Substantial evidence suggests that humans first crossed into North America from Asia over a land bridge called Beringia, connecting eastern Siberia and Alaska. Genetic studies have shed light on the initial lineages that entered North America, distinguishing the earliest Native American groups from those that arrived later. However, a clear picture of the number of initial migratory events and routes has been elusive due to incomplete analysis.

In this work, an international group of researchers coordinated by Antonio Torroni of the University of Pavia in Italy performed a detailed mitochondrial genome analysis of a poorly characterized lineage known as C1d. Mitochondrial DNA (mtDNA) is passed down through the maternal lineage, and mtDNA sequence markers are extremely useful tools for mapping ancestry. Similar to other haplogroups that were among the first to arrive in North America, C1d is distributed throughout the continent, suggesting that it may have been also present in the initial founding populations. However, C1d has not been well represented in previous genetic analyses, and the estimated age of approximately 7,000 years, much younger than the other founding haplogroups, was likely inaccurate.

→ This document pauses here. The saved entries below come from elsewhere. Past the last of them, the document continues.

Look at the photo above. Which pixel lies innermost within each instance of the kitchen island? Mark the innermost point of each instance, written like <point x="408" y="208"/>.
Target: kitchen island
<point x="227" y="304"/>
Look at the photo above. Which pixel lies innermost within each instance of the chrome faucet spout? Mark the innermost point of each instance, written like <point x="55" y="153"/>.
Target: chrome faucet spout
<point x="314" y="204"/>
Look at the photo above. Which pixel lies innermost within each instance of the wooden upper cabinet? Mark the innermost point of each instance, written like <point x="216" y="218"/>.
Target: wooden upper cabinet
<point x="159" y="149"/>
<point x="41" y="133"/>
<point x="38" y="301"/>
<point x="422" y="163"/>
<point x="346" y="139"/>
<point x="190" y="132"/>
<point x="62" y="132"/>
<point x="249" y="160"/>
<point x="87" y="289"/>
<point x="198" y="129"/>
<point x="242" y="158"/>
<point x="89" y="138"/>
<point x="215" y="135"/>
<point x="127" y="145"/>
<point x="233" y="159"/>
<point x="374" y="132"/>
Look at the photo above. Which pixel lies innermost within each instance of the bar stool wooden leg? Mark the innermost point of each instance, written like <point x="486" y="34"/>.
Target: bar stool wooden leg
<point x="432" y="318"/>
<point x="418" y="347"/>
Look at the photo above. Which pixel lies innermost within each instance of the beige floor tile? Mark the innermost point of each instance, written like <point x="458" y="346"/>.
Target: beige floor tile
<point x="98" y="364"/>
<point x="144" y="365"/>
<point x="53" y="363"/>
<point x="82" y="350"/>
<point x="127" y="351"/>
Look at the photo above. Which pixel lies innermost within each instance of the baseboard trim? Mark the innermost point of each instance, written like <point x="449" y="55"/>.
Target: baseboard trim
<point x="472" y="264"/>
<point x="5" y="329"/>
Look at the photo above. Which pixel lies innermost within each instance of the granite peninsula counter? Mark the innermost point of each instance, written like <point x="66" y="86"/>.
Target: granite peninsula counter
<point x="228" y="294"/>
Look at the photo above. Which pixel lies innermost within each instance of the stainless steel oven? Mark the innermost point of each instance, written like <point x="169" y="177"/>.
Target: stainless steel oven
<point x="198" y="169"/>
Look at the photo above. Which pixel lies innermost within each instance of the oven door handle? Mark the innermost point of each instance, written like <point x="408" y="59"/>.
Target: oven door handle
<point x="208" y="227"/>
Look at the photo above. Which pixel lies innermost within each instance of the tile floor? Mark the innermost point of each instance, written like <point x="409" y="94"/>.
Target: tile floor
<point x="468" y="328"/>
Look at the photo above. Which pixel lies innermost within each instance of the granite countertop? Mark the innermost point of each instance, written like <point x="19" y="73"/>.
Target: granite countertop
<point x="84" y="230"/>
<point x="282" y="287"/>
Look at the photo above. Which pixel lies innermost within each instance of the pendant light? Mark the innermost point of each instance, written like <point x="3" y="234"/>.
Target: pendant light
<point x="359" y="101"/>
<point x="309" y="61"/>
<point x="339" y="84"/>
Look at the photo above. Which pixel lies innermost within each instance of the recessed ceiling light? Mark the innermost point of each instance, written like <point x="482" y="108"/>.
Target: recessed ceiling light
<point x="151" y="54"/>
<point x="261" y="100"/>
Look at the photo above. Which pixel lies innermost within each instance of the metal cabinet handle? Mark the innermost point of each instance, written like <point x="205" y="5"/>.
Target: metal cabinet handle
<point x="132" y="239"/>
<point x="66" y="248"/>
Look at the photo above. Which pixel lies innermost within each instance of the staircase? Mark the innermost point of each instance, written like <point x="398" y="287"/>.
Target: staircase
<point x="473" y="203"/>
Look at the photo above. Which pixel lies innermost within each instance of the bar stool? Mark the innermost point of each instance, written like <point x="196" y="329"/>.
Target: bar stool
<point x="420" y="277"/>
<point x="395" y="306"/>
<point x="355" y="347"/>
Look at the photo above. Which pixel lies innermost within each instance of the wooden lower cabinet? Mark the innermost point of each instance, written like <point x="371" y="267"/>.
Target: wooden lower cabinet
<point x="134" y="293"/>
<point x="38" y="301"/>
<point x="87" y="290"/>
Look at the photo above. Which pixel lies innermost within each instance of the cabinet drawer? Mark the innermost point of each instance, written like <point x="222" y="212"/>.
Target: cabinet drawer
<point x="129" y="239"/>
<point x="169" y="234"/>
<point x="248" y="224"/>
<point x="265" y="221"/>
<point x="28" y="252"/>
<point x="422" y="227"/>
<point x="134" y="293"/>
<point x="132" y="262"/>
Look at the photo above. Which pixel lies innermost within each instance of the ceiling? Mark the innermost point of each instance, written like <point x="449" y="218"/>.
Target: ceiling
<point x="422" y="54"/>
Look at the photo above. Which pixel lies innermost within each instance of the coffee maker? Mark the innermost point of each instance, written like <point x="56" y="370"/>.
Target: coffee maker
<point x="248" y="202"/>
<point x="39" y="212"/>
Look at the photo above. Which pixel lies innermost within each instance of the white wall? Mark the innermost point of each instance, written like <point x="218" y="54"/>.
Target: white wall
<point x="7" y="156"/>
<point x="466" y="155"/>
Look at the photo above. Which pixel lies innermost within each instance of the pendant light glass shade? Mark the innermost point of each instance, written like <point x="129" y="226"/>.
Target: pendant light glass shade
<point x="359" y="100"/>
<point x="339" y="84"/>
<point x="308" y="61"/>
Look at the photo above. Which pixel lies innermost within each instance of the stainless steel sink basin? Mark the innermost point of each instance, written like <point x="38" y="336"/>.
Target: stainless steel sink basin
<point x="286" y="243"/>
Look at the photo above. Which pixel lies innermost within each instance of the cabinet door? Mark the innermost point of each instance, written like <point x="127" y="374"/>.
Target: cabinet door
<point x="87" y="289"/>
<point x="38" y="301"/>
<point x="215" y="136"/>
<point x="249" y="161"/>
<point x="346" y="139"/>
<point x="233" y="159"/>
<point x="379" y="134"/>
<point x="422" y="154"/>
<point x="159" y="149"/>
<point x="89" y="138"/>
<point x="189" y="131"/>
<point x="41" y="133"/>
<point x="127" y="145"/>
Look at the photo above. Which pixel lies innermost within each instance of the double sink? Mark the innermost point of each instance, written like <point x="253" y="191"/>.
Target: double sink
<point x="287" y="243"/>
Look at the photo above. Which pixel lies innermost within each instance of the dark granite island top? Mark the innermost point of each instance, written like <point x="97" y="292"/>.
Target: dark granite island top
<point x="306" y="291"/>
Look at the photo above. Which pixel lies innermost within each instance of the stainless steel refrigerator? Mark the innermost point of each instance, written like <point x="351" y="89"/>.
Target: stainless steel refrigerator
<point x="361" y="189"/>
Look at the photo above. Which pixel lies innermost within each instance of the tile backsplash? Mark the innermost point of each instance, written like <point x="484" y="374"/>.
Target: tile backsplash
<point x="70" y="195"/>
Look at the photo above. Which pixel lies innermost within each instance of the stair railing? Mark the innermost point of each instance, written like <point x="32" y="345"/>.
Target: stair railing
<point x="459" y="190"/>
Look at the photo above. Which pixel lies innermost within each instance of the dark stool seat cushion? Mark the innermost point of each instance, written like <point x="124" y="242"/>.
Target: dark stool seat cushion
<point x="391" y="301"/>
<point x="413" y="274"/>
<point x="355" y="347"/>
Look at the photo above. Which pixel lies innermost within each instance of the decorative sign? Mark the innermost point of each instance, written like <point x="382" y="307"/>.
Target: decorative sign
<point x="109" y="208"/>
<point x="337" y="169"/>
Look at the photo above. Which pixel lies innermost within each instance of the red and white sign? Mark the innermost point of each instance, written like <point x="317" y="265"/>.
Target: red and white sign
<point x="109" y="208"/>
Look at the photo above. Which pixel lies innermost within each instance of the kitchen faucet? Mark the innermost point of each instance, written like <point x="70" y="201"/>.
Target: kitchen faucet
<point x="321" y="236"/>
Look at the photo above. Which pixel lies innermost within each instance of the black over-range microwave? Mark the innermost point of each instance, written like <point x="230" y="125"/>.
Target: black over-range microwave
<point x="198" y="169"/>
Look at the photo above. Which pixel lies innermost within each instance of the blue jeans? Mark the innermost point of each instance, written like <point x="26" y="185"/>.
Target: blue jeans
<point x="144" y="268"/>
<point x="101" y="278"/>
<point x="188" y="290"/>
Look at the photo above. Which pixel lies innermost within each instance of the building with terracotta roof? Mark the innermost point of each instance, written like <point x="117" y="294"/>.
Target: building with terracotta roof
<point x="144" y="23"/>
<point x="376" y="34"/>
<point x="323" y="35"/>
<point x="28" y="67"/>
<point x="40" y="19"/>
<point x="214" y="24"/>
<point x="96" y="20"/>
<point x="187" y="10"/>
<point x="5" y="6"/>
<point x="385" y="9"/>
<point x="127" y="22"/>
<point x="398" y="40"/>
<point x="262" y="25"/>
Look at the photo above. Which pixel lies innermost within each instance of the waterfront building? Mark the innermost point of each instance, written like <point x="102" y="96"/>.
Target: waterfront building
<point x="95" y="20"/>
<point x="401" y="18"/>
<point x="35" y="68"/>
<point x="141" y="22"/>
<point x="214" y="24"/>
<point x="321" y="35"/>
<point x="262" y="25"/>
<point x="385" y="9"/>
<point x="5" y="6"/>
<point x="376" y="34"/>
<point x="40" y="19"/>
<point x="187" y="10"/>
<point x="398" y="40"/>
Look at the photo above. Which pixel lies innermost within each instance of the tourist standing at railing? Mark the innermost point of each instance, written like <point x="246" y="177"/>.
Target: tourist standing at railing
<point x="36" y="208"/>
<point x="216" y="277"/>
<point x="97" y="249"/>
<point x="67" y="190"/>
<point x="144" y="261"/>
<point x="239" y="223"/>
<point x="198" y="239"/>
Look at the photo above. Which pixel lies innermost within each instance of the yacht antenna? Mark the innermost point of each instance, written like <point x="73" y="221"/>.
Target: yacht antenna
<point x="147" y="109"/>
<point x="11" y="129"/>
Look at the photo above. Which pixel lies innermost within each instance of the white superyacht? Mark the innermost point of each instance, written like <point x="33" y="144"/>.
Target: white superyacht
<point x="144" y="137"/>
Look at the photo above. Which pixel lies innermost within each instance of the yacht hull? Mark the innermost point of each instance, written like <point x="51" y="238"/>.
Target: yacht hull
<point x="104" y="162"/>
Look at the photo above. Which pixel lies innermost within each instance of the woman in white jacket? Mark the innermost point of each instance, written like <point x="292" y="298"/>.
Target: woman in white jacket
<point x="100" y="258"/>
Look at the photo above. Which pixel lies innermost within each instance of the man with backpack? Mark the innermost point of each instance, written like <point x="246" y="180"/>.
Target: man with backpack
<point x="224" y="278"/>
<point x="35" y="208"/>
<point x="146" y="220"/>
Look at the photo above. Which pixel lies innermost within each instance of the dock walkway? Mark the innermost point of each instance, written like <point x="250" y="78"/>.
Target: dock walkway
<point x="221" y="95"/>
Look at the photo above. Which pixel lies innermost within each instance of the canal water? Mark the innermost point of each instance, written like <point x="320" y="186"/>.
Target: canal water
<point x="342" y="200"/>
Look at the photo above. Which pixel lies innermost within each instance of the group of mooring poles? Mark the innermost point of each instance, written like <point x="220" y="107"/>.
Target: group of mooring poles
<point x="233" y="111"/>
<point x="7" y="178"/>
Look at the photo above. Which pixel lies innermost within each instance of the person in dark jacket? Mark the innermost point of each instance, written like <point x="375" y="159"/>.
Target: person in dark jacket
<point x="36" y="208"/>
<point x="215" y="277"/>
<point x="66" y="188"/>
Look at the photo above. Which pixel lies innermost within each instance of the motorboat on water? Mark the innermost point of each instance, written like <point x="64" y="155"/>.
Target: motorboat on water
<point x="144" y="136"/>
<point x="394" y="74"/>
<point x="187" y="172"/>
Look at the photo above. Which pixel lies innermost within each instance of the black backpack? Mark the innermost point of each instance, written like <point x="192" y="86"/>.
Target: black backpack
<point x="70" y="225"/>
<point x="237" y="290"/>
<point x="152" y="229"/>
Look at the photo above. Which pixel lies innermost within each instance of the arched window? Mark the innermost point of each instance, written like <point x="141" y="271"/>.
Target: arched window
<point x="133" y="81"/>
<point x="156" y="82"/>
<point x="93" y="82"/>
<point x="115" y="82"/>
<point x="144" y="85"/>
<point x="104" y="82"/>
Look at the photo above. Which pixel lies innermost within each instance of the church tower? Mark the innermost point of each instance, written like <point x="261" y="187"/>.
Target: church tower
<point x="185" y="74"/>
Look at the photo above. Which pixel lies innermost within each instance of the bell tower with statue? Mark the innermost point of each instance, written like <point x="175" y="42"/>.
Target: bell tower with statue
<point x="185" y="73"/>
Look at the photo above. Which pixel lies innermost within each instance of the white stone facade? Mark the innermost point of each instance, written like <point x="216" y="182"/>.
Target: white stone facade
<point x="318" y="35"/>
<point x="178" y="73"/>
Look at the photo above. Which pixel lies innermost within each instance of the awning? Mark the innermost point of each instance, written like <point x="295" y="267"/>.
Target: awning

To resolve these inconsistent lines of evidence, the group sequenced and analyzed 63 C1d mtDNA genomes from throughout the Americas. This high-resolution study not only confirmed that C1d was one of the founding lineages in North America 15,000 to 18,000 years ago, but revealed another critical insight. "These first female American founders carried not one but two different C1d genomes," said Ugo Perego of the Sorenson Molecular Genealogy Foundation and primary author of the study, "thus further increasing the number of recognized maternal lineages from Beringia."

These findings raise the number of founding maternal lineages in North America to fifteen. Furthermore, this work emphasizes the critical need for comprehensive analysis of relevant populations to gather a complete picture of migratory events.

Alessandro Achilli of the University of Perugia, a coauthor of the report, suggests that the number of distinct mitochondrial genomes that passed from Asian into North America is probably much higher. "These yet undiscovered maternal lineages will be identified within the next three to four years," Achilli noted, "when the methodological approach that we used in our study will be systematically applied."